In Our Corona-Capitalist Dystopia, You Can Have Multiple Star Wars Helmets, But No Health Care
If you’ve found yourself impulsively shopping online during quarantine, you’re not alone. And there’s no shame in it. But this is our corona-capitalist dystopia: purchasing things we may or may not need while desperately needed public services are left to rot.

As neoliberal capitalism propels us toward planetary destruction, private consumption like online shopping is frequently promoted as the primary palliative for planetary ills caused by capitalism itself. (Flickr)
Chatting recently with a Lebanese-Palestinian friend in Beirut, I confessed to him some of my online pandemic purchases made from the Oaxacan coastal village of Zipolite, where I’ve been since the start of Mexico’s not-so-quarantine last March.

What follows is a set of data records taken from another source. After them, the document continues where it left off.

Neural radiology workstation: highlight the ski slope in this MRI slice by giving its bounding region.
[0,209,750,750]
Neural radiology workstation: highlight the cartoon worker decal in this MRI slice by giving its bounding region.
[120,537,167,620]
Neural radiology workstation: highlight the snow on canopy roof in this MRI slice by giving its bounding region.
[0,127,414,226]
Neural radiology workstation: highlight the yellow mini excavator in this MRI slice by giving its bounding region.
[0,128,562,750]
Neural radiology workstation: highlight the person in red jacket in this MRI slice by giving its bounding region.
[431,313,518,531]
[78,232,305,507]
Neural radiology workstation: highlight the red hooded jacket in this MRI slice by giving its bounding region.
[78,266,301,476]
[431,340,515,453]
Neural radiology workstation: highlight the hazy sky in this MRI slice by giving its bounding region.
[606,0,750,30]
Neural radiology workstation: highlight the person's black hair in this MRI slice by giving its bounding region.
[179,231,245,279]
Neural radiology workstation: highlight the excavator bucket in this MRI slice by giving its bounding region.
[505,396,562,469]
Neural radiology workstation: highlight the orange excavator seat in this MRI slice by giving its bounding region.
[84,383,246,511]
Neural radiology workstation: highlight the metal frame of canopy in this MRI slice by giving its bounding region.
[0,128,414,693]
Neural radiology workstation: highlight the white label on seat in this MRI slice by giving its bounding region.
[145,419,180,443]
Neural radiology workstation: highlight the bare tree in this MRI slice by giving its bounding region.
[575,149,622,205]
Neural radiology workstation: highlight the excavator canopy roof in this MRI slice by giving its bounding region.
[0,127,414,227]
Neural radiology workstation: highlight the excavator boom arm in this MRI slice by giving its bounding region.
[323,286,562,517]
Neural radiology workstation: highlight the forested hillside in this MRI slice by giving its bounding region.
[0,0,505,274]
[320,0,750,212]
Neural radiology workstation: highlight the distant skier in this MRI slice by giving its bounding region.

I have, for example, acquired no fewer than three pairs of high heels, despite the fact that there is nowhere to wear high heels in Zipolite — and that I don’t wear high heels in the first place. I now own two fanny packs — one neon blue and the other rainbow — an accessory I have not used since I was six. And I’ve bought five yerba mate gourds, even though one has sufficed for the past fifteen years.
My friend informed me that he himself had just returned from the supermarket — which had been closed for various weeks in accordance with Lebanon’s lockdown — only to review with horror the contents of his shopping bag: bulk quantities of Philadelphia cream cheese, Oscar Mayer salami, and other subpar food that, he explained, he didn’t even eat.